December 12, 1999|By Richard O'Mara
TO LOOK INTO the future, you need a tool: a chicken's gizzard, a glass ball, a system of mathematics, some device rooted in the belief system of the age you live in, be it based on magic, faith or science.
Whatever it is, you must believe in your tool, and the farther you want to see, the stronger you must believe. And you need something else: some knowledge of the past, for the perspective to render intelligible what is met with in the future.
My device for penetrating Maryland's deep future is a metaphor, the traditional literary contrivance to attain knowledge of the unknowable. If you can accept such an idea, imagine a time telescope. This is our metaphor, a time telescope set for 2,000 years, a millennium into the future and a millennium into the past, to meet the need for perspective.
Now, where to place it?
Before we decide that, we must take the idea of our state, our polity, and examine it closely. It is a patch of the Earth small by comparison to most other subdivisions of our federation built on this continent. Its border is artificial and has nothing to do with natural demarcations. In the west, Maryland is hilly, in the east it is flat; by the sea, it is full of water and trees; it has no natural lakes, because it was never gouged by the glaciers of the Ice Age, as our neighbor states to the north were.
The single feature, the topographic icon that springs to mind when contemplating the idea of Maryland, is the Chesapeake Bay, created by water trapped from the melting glaciers as they withdrew. The bay and its watershed of 64,000 acres encompass not only Maryland (population, about 5 million) but also Virginia, Pennsylvania, West Virginia, Delaware and New York.
There is reason for this focus: Fernand Braudel began his classic history of the Mediterranean civilization by assuming the primacy of geography. Why? Because he was certain that geography, or the examination of it, provided "a history in slow motion from which permanent values can be detected."
Geography determines all: politics, social structure, economics, civilization in all its facets, including, as Braudel says, values. Values. Remember that.
By this time, we have chosen where we will push our time telescope into the ground, a full half of its length. Since this is only a metaphor, we will have no difficulty using the thing. When we look in one end, we see 1,000 years into the past. The other end projects our gaze a millennium ahead. We will only sketch what we see of the past.
Our site is on the Potomac at a place called Pope's Creek. Why there? Because it is at the center of a huge shell midden, a great feasting grounds where Marylanders (this, of course, is a gratuitous appellation, since there was no Maryland 1,000 years ago) came to gorge on clams, oysters and other mollusks of the bay. The midden is about 30 acres in extent: Activity can be detected there from 10,000 years back. Our view extends only a thousand, and what we see are people formed up in villages spread throughout the watershed, maybe 20,000 of them. They are of the Algonquian linguistic group, which dominates over the northern and middle-Atlantic states. They are governed by chiefs or groups of wise men. They grow corn, beans, squash. They have domesticated dogs. They prowl dense forests of gigantic oak and chestnut trees, hunt elk and whitetail deer. The bay is clear, and in places you can see down 30 feet. Silting did not begin until after the English farmers arrived in the 17th century. The sea level is 4 feet lower than it is today.
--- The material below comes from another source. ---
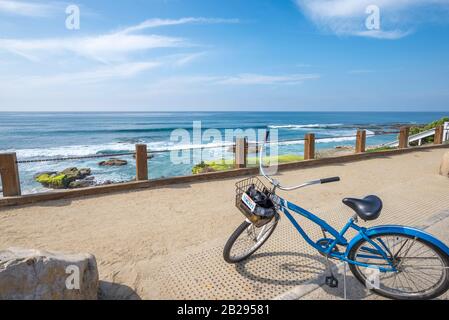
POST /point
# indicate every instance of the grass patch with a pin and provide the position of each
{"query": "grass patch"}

It is a rough paradise with well-defined seasons.
Now, as we look forward, the view is cloudier, so we must rely on rational projections. These indicate dramatic changes, beginning, as all things do, with topography and climate. Most of the fauna, the elk, the wolf, are long gone. The whitetail deer -- which flourished 1,000 years ago and almost went extinct, only to bounce back in our own time -- is not so evident in the deep future. There is little habitat left for them.
The blue crab? It would be a miracle if it survived in the bay. Probably, as the bay was suffocated by algae fed by nutrients running off the land, the crab went the way of the sheepshead fish, which, according to accounts written before they were fished to extinction in the 19th century, were plentiful, and delicious.
There would be far fewer trees throughout the huge watershed. Tulip poplar, walnut, oak, chestnut in Pennsylvania would hold out. Even with a warming climate and the northward march of heat-loving plants, the species variety might not change that much. In fact, in certain corners of Maryland, species of 9,000 years ago endure today -- the larch and hemlock in small stands of old forest, such as that around Swallow Falls in Garrett County.